2回の壁を乗り越え、ついにRNAの採取に成功

 細胞を殺さないことを前提として、細胞の動的な変化を見るにはどうしたらよいか。

 陳氏は、「私たちがまず考えたのはエクソソーム(細胞外小胞)だった。これは細胞が外側に吐き出した小胞で、中にはタンパク質、RNAなどの物質を含んでいる。ひとつの細胞のエクソソームを集めて、その中のRNAを測定すれば、あるいは細胞の状態をある程度反映しながら細胞を殺さないことが可能かもしれないと考えた」と述べた。

 ひとつの細胞にはRNAが10ピコグラム(pg)しかなく、これは1グラムの1千億分の1というわずかな量で、そして細胞が分泌するエクソソームの中のRNAとなるとさらに少なくなる。研究チームは一種のマイクロ流体力学技術を設計してそれによってシングルセルの捕獲、エクソソームの収集などを完成させたが、エクソソームの中のRNAは量が少なすぎて、シングルセルの分子レベルの観測が完全に不可能であることに気づいた。

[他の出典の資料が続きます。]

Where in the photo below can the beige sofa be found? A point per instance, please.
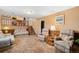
(64, 41)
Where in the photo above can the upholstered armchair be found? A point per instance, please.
(64, 41)
(43, 35)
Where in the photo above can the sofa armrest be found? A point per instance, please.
(58, 38)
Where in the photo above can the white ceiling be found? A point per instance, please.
(37, 11)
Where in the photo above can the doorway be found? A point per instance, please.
(42, 25)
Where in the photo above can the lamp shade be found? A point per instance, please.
(52, 28)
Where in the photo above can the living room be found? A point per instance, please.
(50, 31)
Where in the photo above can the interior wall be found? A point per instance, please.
(36, 26)
(71, 19)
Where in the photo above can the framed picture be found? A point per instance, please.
(60, 19)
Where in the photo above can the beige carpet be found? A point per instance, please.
(29, 44)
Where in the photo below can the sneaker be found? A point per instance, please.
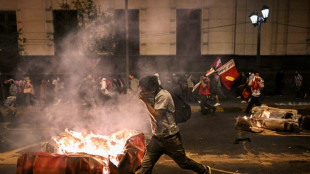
(217, 104)
(208, 170)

 その後、陳氏は生命科学分野の非常にニッチな原子間力顕微鏡を利用して細胞の中のRNAを採取することを試みた。この顕微鏡には非常に鋭いシリコンの探針があり、物質の表面の性質を検査・測定する際によく用いられる。研究チームは探針表面の活性化、装飾、溶出などの改良を加えることで、探針が細胞の中のRNAを「つり上げる」ことができるようにした。

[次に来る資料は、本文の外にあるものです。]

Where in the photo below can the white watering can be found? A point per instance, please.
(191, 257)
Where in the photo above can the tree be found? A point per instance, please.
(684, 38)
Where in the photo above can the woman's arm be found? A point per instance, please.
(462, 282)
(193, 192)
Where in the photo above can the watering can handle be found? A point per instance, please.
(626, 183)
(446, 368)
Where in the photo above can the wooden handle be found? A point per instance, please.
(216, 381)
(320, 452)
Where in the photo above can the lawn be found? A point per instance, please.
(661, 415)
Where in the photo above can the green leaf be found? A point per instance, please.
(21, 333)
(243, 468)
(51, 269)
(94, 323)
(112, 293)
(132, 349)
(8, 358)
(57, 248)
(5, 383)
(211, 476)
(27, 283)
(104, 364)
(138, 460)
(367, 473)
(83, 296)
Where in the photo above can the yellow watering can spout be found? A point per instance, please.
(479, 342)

 陳氏は、「この探針は非常に細く、細胞への損傷が小さく、まるで釣り針のようで、改良後は細胞の中からRNAを『つり上げる』ことができるようになり、細胞が引き続き生存するよう保証することもできた。私たちは数十本の探針を改良した後、結果的に2つの細胞からRNAを『つり上げる』ことに成功しただけだった。当時、原子間力顕微鏡の探針は1個の購入価格が800ドルで、多大な研究コストがかかりながら、成功率は非常に低く、この状況によりこの研究は再び行く手を阻まれることになった」と当時を振り返った。

 陳氏と指導教員は偶然あった学術交流の中で、スイス連邦工科大学チューリッヒ校のジュリア・ヴォルホルト(Julia A. Vorholt)氏の実験室が特殊な原子間力顕微鏡を開発し、細胞質の一部を採取できるようになったことを知った。

 交流を行った後、陳氏のチームとヴォルホルト氏の実験室は意気投合して、共同研究を行うことになった。共同研究チームは一連の実験プロセスを最適化し、RNAの分解、低温環境でのスピーディな操作、超微量のサンプルの移転、採取ルートの洗浄によるクロスコンタミネーション(交差汚染)の回避、画像による細胞トラッキングなど複数の問題を解決し、実験結果の信頼性を保証した。

 共同研究チームは改良を重ねた生細胞トランスクリプトームシーケンス技術を利用して、5タイプ・計295個の細胞の解析を行い、この技術がさまざまなタイプの細胞を効果的に区分できて、さらに平均すると一つの細胞につき約4112の遺伝子の発現情報を検査できることがわかった。

 少量の細胞質のシーケンスを行うだけで、細胞の状態がわかると言えるのだろうか?

 陳氏は、「私たちは平行してシングルセルRNAシーケンス解析の結果を比較して、生細胞トランスクリプトームシーケンスの結果と一般的なシングルセルRNAシーケンス解析の結果が高度に一致することを発見し、生細胞トランスクリプトームシーケンス技術が細胞のトータルRNAの状態をとてもよく体現できることを証明した」と述べた。

 細胞の生存率をどのように保証するか?

 陳氏は、「このような特殊な原子間力顕微鏡の探針は先端が数百ナノメートルしかなく、細胞への損傷が極めて小さい。約5-50%の細胞質を採取した後、細胞の体積は急速に正常なレベルまで回復でき、生存率は85-89%になり、細胞は正常な分裂を行える。一連の機能の分析と分子の特性化により、私たちは生細胞トランスクリプトームシーケンス技術が細胞の状態に対して著しい影響を与えることを確認しなかった」と述べた。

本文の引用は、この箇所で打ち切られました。